Vor einigen Wochen wurde die FDP-Politikerin Marie-Agnes Strack-Zimmermann unerwartet deutlich. Ihre Partei stützt Olaf Scholz ja eigentlich in der Ampel-Koalition. Im Interview mit dem ZDF kritisierte sie den Bundeskanzler allerdings für seine Kommunikation im Zusammenhang mit dem Ukraine-Krieg.
"Das war immer mein Wunsch an den Kanzler, seine Kommunikation zu ändern", so Strack-Zimmermann. Umfragen aus den vergangenen Wochen unterstreichen diesen Eindruck. Eine Mehrheit der Befragten wünschte sich, dass Olaf Scholz seine Politik besser erklärt.

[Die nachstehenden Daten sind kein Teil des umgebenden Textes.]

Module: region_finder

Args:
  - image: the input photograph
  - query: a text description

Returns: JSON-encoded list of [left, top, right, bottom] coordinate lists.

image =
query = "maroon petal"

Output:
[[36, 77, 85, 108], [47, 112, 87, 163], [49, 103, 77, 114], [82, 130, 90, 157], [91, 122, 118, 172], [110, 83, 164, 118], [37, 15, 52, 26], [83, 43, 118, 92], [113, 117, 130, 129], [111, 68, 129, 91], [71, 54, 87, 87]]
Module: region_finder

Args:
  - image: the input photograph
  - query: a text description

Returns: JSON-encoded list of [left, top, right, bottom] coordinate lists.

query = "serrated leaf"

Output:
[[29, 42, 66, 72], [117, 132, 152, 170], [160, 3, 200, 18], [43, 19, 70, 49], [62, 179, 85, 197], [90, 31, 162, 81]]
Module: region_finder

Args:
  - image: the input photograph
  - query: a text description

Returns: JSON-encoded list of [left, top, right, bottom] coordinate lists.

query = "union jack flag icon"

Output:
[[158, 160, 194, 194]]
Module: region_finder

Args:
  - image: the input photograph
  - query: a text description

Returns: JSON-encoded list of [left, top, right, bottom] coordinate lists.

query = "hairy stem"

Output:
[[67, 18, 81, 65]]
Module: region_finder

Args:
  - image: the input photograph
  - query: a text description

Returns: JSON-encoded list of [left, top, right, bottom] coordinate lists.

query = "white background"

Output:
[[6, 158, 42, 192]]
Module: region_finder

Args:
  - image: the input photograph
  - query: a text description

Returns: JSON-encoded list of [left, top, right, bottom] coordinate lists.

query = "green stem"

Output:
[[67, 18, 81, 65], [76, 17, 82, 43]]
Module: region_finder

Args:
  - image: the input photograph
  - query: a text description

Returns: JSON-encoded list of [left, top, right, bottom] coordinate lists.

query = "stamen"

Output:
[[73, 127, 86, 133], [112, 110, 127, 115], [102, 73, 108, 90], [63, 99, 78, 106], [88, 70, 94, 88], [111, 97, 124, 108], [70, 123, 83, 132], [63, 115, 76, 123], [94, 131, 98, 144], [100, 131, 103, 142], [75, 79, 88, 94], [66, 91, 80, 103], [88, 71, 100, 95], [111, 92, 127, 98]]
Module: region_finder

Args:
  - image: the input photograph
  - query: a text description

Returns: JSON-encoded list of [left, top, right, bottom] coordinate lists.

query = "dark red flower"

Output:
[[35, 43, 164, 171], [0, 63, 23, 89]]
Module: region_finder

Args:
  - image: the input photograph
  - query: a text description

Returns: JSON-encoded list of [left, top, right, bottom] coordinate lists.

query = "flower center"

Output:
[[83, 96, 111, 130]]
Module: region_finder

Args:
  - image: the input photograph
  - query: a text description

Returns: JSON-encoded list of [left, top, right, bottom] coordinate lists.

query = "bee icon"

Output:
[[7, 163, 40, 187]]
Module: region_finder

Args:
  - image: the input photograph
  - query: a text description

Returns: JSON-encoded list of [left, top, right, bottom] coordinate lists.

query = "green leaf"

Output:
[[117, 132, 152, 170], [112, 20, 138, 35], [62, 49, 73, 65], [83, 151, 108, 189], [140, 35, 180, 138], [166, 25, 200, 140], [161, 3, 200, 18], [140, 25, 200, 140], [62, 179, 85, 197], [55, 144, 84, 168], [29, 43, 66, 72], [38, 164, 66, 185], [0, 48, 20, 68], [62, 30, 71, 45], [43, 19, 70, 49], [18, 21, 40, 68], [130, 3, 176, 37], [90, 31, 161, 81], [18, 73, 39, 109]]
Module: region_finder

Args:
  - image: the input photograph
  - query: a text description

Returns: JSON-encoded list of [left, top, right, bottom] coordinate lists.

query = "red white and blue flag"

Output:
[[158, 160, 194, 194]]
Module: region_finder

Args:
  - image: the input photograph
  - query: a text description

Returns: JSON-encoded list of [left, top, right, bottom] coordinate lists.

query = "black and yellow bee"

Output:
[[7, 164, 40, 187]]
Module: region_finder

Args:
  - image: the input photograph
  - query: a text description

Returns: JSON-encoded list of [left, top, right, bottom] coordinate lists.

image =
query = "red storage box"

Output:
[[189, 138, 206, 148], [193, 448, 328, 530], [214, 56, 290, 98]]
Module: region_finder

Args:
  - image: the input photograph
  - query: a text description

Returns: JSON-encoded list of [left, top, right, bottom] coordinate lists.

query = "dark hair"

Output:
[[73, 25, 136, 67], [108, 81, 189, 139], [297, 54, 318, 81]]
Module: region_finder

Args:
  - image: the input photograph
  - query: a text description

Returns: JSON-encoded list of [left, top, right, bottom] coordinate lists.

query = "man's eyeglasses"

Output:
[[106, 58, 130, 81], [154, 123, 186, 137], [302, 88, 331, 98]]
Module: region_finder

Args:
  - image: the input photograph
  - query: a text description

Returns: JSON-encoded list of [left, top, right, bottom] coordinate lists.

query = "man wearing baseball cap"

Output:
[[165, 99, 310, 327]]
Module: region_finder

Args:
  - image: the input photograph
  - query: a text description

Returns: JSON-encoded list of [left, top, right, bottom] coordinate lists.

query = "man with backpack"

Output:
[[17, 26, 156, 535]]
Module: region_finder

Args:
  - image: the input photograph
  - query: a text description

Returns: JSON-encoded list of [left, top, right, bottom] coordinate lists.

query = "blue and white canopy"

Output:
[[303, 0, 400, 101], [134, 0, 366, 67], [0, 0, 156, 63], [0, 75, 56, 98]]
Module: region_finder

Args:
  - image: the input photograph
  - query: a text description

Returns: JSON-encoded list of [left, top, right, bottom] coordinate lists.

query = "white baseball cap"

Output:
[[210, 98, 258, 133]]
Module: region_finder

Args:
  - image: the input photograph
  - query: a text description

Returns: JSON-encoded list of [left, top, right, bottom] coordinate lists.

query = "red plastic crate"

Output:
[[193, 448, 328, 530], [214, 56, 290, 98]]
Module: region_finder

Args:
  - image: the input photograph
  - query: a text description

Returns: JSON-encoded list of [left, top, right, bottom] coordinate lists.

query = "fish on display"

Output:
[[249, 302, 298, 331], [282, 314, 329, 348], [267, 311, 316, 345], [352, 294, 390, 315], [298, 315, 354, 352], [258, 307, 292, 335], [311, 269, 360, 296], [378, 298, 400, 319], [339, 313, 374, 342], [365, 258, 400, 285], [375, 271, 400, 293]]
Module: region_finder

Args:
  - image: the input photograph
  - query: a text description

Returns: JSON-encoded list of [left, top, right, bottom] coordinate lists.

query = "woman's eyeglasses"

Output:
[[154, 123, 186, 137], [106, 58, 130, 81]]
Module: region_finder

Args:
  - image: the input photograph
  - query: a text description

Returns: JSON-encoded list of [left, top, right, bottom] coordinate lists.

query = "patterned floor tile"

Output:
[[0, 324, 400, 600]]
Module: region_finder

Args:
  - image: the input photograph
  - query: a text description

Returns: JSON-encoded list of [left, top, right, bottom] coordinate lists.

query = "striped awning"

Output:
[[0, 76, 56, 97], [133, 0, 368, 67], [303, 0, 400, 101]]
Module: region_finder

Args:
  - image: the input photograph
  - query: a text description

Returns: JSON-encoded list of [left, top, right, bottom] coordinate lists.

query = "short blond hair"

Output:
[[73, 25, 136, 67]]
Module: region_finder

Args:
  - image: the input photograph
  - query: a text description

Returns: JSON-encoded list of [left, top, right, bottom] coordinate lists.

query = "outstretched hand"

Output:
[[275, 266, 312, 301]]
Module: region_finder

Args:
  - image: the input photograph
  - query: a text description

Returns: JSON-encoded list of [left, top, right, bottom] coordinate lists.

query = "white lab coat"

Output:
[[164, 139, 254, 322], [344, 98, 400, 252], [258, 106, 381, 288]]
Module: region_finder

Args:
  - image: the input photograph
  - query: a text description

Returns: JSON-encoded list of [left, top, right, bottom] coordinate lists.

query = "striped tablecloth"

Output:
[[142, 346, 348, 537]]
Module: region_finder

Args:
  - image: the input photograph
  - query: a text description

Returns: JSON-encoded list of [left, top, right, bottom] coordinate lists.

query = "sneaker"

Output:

Das Missverständnis des Olaf Scholz
Deutlich wurde das Kommunikationsdefizit, als sich der Bundeskanzler lange zurückhielt bei der Frage, ob Deutschland sogenannte schwere Waffen an die Ukraine liefern wird oder nicht. Erst spät äußerte er sich. Für den Kommunikationsberater Johannes Hillje steht fest, dass Olaf Scholz oft warte, bis er eine fertige Lösung präsentieren könne. "Der Kanzler möchte Politik als Produkt und nicht als Prozess des Abwägens kommunizieren," erklärt Hillje. Dies sei ein Missverständnis und der Kanzler wirke daher oft passiv.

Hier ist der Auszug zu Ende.